At the same time, other poems reveal her deep awareness of other, more painful historic associations with the ocean.
 
“The harbour mouth at South Beach would have been welcomed by my indentured ancestors in South Africa. So the poem is in some ways an origin story, difficult but also historically significant. Perhaps it is this searching for the gaps, the stories that I do not find in history books, that has consistently lured me to South Beach.”
 
What does it mean to her to celebrate World Oceans Day?
 
“I spent many years being afraid of the ocean. I attribute some of this fear to the passage of my ancestors from India to South Africa under less than humane circumstances.

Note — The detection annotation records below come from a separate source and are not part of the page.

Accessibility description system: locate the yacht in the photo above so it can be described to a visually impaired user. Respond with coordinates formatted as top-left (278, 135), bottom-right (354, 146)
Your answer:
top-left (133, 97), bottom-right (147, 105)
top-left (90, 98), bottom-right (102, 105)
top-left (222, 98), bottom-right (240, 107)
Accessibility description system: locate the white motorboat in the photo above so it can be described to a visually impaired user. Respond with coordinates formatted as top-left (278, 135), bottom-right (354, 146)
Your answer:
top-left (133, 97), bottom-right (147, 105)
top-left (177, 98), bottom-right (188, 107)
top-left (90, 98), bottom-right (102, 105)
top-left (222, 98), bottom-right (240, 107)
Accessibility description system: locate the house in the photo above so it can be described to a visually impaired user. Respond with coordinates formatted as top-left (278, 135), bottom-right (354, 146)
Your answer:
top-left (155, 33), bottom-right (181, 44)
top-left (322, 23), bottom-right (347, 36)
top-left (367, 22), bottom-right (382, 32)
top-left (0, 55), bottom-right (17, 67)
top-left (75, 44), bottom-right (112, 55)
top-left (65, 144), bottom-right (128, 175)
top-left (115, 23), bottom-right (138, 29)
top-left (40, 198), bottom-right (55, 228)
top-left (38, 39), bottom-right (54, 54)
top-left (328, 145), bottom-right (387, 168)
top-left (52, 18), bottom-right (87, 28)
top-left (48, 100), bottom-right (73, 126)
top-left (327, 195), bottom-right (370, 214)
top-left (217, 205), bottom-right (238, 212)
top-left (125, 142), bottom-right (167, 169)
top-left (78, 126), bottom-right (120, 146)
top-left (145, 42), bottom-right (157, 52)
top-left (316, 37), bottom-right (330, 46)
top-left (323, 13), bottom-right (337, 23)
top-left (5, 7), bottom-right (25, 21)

I still hold healthy respect for the ocean, but over the years I have realised that she is a part of me and that by deepening my relationship to her, I was healing and breaking a generational cycle, and remembering an ancient way of being. So I wish there wasn’t just one day to be concerned about the ocean. I believe she sends me messages in my dreams, often messages of warning. For us, more than for her. Writing poems is my way of bringing these messages into the world.”
 
In the next few days, write a poem that engages with a body of water, a river or a mountain close to you. It can be a poem full of wonder, or it can explore an element of your family history.